The reasons why Turkey has officially changed its name.  The association with turkey is just one of them

Turkey has often been associated, in those parts of the English-speaking world, with the turkey, a bird that is best known as a symbol of Thanksgiving in North America. However, this is just one of the reasons why the Ankara authorities decided to ask the UN – and got – to change the name of the country from Turkey to Turkey, CNN reports.

The UN on Thursday acknowledged a change in the country’s name in Turkey, and Foreign Minister Mevlut Cavusoglu said the decision would “increase the value of the country’s brand”.

Several international bodies will be asked to change the country’s name as part of a rebranding campaign launched by the Turkish president late last year.

“Türkiye is the best representation and expression of the culture, civilization and values ​​of the Turkish people,” Recep Tayyip Erdogan said in December.

The main reason why Turkey is changing its name is to eliminate the association with turkey, “said Sinan Ulgen, chairman of the EDAM think tank in Istanbul.

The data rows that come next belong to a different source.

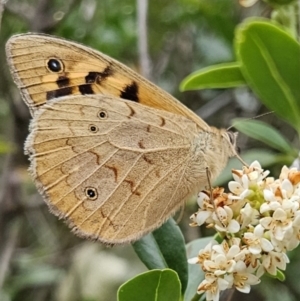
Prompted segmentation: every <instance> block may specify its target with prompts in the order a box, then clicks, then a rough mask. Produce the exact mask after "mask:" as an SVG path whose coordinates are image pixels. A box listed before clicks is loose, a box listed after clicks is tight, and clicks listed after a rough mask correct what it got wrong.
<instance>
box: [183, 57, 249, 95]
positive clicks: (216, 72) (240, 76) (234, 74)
mask: <svg viewBox="0 0 300 301" xmlns="http://www.w3.org/2000/svg"><path fill="white" fill-rule="evenodd" d="M243 85H246V82H245V79H244V77H243V75H242V73H241V70H240V66H239V64H238V63H237V62H233V63H223V64H218V65H214V66H210V67H207V68H203V69H201V70H199V71H196V72H194V73H192V74H190V75H189V76H187V77H186V78H185V79H184V80H183V81H182V82H181V84H180V91H186V90H198V89H212V88H233V87H240V86H243Z"/></svg>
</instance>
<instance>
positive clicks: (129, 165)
mask: <svg viewBox="0 0 300 301" xmlns="http://www.w3.org/2000/svg"><path fill="white" fill-rule="evenodd" d="M66 112H68V114H66ZM31 130H32V131H31V134H30V136H29V138H28V139H27V142H26V150H27V152H28V153H29V154H30V158H31V161H32V165H31V170H32V174H33V177H34V178H35V180H36V182H37V184H38V187H39V190H40V192H41V193H42V194H43V195H44V196H45V199H46V201H47V203H48V205H49V206H50V208H51V209H52V211H53V212H54V213H55V214H57V215H59V216H61V217H65V218H66V219H67V220H68V222H69V224H70V225H71V227H72V228H73V229H74V230H75V231H76V232H78V234H79V235H81V236H83V237H89V238H94V239H99V240H101V241H103V242H104V243H108V244H115V243H124V242H129V241H133V240H136V239H137V238H138V237H141V236H142V235H144V234H145V233H148V232H149V231H151V230H153V229H154V228H156V227H158V225H160V224H161V223H163V222H164V221H165V220H166V219H167V218H168V217H169V216H170V215H171V214H172V213H174V211H175V210H177V209H178V208H179V207H180V206H182V204H183V202H184V200H186V198H187V197H189V196H190V195H191V194H193V193H195V192H196V191H197V188H199V184H200V185H201V183H199V178H195V177H194V175H191V166H192V163H193V162H192V160H193V154H192V152H191V148H192V145H193V139H194V137H195V135H196V132H197V126H196V124H195V123H194V122H192V121H190V120H189V119H187V118H185V117H182V116H180V115H175V114H172V113H168V112H165V111H161V110H156V109H153V108H149V107H146V106H143V105H139V104H136V103H133V102H130V101H125V100H120V99H117V98H113V97H108V96H72V97H64V98H61V99H60V100H52V101H49V103H48V104H46V105H45V106H44V107H43V108H42V109H41V110H39V112H38V113H37V114H36V115H35V119H34V120H33V121H32V124H31ZM202 172H203V173H205V169H204V168H203V170H202Z"/></svg>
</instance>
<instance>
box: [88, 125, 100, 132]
mask: <svg viewBox="0 0 300 301" xmlns="http://www.w3.org/2000/svg"><path fill="white" fill-rule="evenodd" d="M89 130H90V131H91V132H92V133H97V132H98V130H99V129H98V127H97V126H96V125H93V124H91V125H89Z"/></svg>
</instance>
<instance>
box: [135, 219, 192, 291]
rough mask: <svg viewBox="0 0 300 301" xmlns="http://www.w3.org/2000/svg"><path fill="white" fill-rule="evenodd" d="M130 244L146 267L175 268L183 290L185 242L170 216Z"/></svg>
mask: <svg viewBox="0 0 300 301" xmlns="http://www.w3.org/2000/svg"><path fill="white" fill-rule="evenodd" d="M132 246H133V248H134V250H135V252H136V253H137V255H138V256H139V258H140V259H141V261H142V262H143V263H144V264H145V265H146V267H147V268H148V269H158V268H160V269H161V268H171V269H173V270H175V271H176V272H177V273H178V275H179V278H180V281H181V285H182V292H184V291H185V289H186V286H187V281H188V266H187V257H186V253H185V242H184V237H183V235H182V233H181V231H180V228H179V227H178V225H177V224H176V222H175V221H174V220H173V219H172V218H170V219H169V220H168V221H167V222H166V223H164V224H163V225H162V226H161V227H160V228H159V229H157V230H155V231H153V232H152V233H150V234H148V235H146V236H145V237H143V238H142V239H140V240H138V241H136V242H135V243H133V244H132Z"/></svg>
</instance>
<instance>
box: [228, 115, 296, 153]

“But the term is also used in colloquial language to denote failure,” he added.

For Erdogan, who is running for a new manga next year, the new name expresses “the culture, civilization and values ​​of the Turkish nation in the best way.”

International organizations will use the country’s new name, but the general public will not take it overnight for the general public, Ulgen said.

“It will probably take many years for the international public to move from Turkey to Turkey,” he said.

This is not the first time the country has tried to change its name. A similar attempt was made in the mid-1980s under Prime Minister Turgut Ozal, but he did not have enough support, he said.

There could also be political motivations behind this movement. New elections will be held next June, and the country is in an economic crisis.

This is “another strategy of the government to reach the nationalist voters, in a crucial year for Turkish politics,” said Francesco Siccardi, an analyst at the Carnegie Europe think tank.

The timing of the name change is “essential” for next year’s election, he said. “The decision to change the name was announced in December last year, when President Erdogan was behind in all opinion polls and the country was going through one of the worst economic crises in 20 years,” Siccardi said.

Erdogan’s position in the polls has declined significantly over the years. Polls from the end of last year show that support for the ruling party is about 31-33%, according to Reuters, down from 42.6% during the 2018 parliamentary elections.

However, Ulgen believes that the name change was a rebranding strategy to enhance the country’s international position, rather than a stunt.

Turkey’s foreign trade deficit rose 98.5% from last year to $ 6.11 billion in April, according to Reuters. Annual inflation rose to 73.5% last month, the highest in 22 years. Analysts say that in times of crisis, the president tends to resort to populist movements to divert attention from domestic issues. Economic unrest has already taken people to the streets.

“The new name will distract the public from more concrete and pressing issues and give President Erdogan another argument to support a stronger and more traditional Turkey,” Siccardi said.